Moreover, by contrast to convex-line-search, if the minimum is found to be at xright, the range [xleft, xright] is quadrupled to the right and the line search continues, and so on. This means that for example the call (quasi-exact-line-search / 1 2) loops forever. To prevent this quadrupling behaviour, one can force the function f to be increasing at xright, for eaxmple with (λ (x) (if (< x 2) (/ x) +inf.0)) instead of /.

The argument jac^2, if provided, should be the squared 2-norm of the jacobian (aka the gradient or derivative) at xleft. This information may be used to speed up the search.

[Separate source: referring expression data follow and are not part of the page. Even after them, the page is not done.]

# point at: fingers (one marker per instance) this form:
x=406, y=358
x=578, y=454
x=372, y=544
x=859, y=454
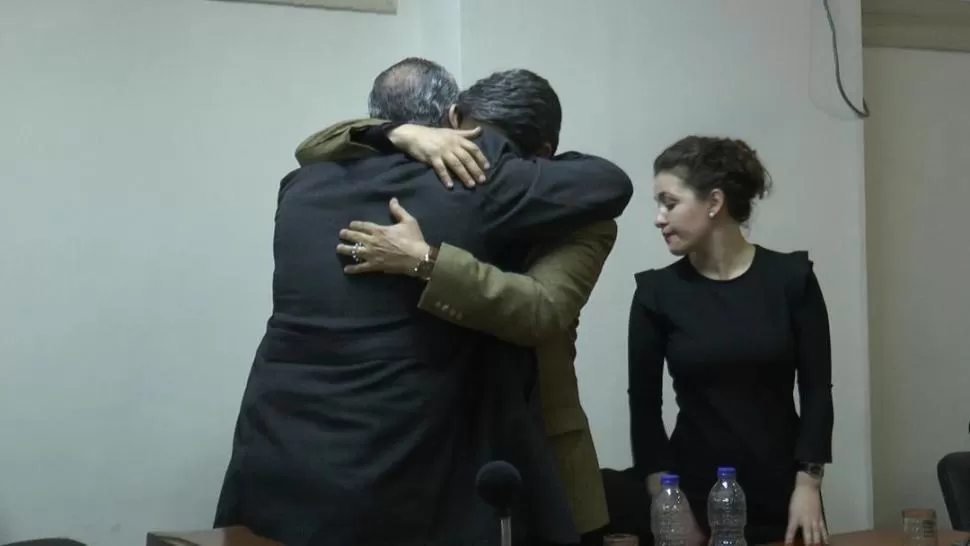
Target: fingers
x=790, y=531
x=348, y=250
x=476, y=153
x=399, y=213
x=363, y=267
x=441, y=170
x=469, y=133
x=457, y=166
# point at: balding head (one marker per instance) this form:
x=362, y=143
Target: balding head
x=413, y=91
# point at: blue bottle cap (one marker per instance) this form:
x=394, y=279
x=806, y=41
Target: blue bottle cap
x=669, y=480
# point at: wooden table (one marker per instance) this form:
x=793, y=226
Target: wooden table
x=886, y=537
x=230, y=536
x=240, y=536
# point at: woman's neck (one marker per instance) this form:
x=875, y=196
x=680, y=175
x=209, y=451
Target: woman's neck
x=726, y=255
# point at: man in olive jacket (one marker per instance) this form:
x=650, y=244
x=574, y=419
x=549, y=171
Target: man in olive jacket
x=539, y=308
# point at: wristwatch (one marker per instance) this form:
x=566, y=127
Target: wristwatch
x=426, y=266
x=814, y=470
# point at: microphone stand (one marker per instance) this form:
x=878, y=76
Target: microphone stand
x=506, y=525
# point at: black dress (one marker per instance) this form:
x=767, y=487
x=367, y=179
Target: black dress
x=733, y=349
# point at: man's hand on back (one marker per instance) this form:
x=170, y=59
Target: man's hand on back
x=447, y=151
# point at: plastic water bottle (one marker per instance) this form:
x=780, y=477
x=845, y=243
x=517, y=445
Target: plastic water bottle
x=670, y=513
x=727, y=510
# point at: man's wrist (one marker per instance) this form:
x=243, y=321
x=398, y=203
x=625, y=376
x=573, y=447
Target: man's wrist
x=805, y=478
x=428, y=257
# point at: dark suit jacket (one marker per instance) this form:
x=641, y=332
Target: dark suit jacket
x=364, y=419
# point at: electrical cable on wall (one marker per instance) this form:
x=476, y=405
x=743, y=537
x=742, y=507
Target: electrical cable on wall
x=864, y=112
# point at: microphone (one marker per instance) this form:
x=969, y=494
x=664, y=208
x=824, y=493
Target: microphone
x=498, y=483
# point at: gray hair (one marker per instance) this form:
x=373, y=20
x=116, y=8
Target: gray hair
x=414, y=90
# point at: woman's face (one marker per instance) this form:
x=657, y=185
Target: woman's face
x=683, y=218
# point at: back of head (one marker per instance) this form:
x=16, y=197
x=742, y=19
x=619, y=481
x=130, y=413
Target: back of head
x=413, y=91
x=706, y=164
x=519, y=103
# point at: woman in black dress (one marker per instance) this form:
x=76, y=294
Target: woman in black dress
x=736, y=323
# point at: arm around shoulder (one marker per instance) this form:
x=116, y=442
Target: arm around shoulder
x=534, y=199
x=525, y=309
x=335, y=143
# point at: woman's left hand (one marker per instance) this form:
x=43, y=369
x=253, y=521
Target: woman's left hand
x=396, y=249
x=805, y=513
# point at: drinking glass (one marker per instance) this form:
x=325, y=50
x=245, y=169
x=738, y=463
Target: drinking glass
x=919, y=527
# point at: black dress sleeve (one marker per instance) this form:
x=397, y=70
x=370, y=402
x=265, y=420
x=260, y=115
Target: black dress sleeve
x=813, y=345
x=647, y=348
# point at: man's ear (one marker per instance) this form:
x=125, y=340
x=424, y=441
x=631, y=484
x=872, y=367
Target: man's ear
x=545, y=151
x=453, y=118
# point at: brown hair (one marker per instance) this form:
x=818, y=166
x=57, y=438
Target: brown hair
x=706, y=164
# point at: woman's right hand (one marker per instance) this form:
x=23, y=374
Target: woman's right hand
x=445, y=150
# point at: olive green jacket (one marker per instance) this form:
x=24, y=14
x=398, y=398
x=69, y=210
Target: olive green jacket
x=539, y=308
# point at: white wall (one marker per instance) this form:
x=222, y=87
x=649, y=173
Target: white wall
x=635, y=78
x=918, y=175
x=140, y=148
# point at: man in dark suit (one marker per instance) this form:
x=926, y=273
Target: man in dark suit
x=364, y=419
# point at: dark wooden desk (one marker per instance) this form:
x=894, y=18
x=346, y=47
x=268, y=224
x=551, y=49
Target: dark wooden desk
x=230, y=536
x=884, y=537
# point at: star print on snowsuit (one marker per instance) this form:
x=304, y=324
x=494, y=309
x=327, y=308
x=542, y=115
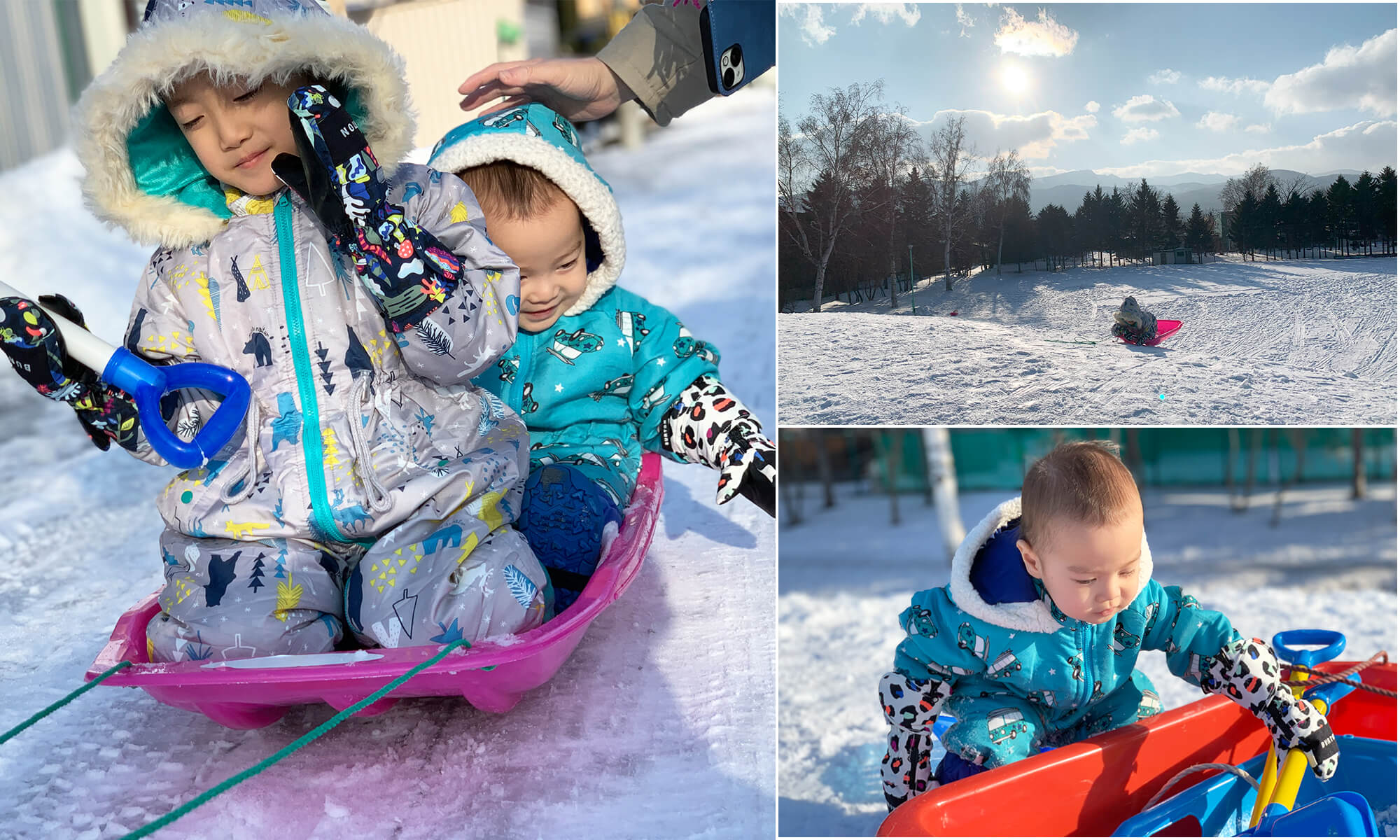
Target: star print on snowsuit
x=1018, y=674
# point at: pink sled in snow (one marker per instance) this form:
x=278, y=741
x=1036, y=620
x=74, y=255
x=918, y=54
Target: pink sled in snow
x=492, y=677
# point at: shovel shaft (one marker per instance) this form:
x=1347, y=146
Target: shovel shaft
x=78, y=342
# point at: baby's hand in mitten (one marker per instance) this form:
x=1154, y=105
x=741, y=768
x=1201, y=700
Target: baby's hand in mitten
x=1248, y=673
x=405, y=268
x=748, y=467
x=33, y=344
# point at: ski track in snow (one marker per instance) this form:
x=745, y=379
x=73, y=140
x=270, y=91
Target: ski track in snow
x=1270, y=344
x=1331, y=564
x=660, y=724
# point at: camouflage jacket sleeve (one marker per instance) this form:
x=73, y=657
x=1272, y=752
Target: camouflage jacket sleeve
x=478, y=320
x=660, y=57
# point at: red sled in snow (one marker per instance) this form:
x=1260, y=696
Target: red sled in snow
x=1091, y=788
x=1166, y=330
x=492, y=677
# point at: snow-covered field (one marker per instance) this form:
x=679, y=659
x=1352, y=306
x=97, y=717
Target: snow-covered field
x=845, y=576
x=1301, y=342
x=660, y=726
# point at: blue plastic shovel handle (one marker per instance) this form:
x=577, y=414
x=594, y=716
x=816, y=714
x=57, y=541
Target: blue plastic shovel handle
x=1335, y=645
x=148, y=384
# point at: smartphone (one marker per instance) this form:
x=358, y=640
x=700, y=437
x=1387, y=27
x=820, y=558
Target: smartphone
x=740, y=41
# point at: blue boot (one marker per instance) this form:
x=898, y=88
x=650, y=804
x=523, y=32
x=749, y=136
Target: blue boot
x=564, y=519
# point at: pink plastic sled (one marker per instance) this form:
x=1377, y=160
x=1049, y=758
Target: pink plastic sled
x=1166, y=330
x=253, y=694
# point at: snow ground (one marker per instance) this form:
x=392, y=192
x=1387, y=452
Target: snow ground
x=1298, y=342
x=1331, y=564
x=660, y=726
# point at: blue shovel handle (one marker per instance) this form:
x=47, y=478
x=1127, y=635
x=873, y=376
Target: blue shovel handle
x=148, y=384
x=1335, y=645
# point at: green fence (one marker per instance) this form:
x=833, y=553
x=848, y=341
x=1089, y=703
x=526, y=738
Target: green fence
x=997, y=458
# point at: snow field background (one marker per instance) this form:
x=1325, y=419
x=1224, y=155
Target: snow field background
x=846, y=575
x=1289, y=342
x=660, y=726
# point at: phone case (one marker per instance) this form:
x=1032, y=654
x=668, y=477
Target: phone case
x=740, y=40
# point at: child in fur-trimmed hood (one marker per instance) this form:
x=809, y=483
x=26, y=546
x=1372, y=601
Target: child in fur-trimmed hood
x=1037, y=638
x=373, y=482
x=597, y=373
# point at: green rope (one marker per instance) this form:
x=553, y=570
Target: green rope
x=54, y=708
x=164, y=821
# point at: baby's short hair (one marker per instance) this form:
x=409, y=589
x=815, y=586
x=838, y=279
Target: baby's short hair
x=510, y=190
x=1083, y=482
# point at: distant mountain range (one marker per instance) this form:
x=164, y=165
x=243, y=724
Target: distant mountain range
x=1189, y=188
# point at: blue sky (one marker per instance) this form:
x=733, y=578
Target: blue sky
x=1133, y=90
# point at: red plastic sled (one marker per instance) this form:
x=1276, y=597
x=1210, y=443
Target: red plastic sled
x=253, y=694
x=1091, y=788
x=1166, y=330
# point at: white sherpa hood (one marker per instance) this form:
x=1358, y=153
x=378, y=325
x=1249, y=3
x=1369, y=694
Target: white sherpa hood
x=255, y=41
x=538, y=138
x=1028, y=615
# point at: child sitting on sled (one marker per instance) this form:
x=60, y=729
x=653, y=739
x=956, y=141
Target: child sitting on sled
x=1135, y=324
x=1035, y=640
x=358, y=306
x=597, y=373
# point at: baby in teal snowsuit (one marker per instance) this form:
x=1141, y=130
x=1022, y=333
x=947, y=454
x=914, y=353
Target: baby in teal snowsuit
x=598, y=373
x=1034, y=642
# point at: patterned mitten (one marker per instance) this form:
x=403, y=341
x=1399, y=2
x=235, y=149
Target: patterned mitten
x=911, y=709
x=706, y=425
x=34, y=346
x=407, y=270
x=1250, y=674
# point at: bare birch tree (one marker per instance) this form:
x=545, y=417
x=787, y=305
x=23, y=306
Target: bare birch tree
x=891, y=148
x=951, y=158
x=828, y=144
x=1007, y=178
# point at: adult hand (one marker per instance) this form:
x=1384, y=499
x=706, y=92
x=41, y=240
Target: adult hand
x=579, y=89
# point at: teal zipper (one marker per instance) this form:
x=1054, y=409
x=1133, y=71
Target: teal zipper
x=312, y=442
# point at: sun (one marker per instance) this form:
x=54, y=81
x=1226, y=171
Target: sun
x=1014, y=79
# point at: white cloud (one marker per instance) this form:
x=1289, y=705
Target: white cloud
x=1219, y=122
x=1035, y=136
x=1146, y=108
x=1363, y=146
x=965, y=22
x=1140, y=136
x=1234, y=86
x=810, y=18
x=1035, y=38
x=1362, y=78
x=886, y=13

See convex-line-search for the description of the returned dictionary, and of the other arguments.

Example:
> (for/list ([c '(1 10 100)])
    (keep-keys
     (quasi-exact-line-search (λ (x) (sqr (- x 1))) -2 5 #:c c)
     '(iter xlow ylow)))

'(((iter . 2) (xlow . 1.47265625) (ylow . 0.2234039306640625))

  ((iter . 4) (xlow . 0.7788681457319648) (ylow . 0.04889929697201954))

  ((iter . 6) (xlow . 1.0095288532116586) (ylow . 9.079904352933715e-5)))

struct

(struct pt (x y))

  x : real?
  y : real?

struct

(struct ptg pt (g))

  g : real?
Points without and with gradient. May be used in the 'pts entry of the return dictionaries of convex-line-search and quasi-exact-line-search.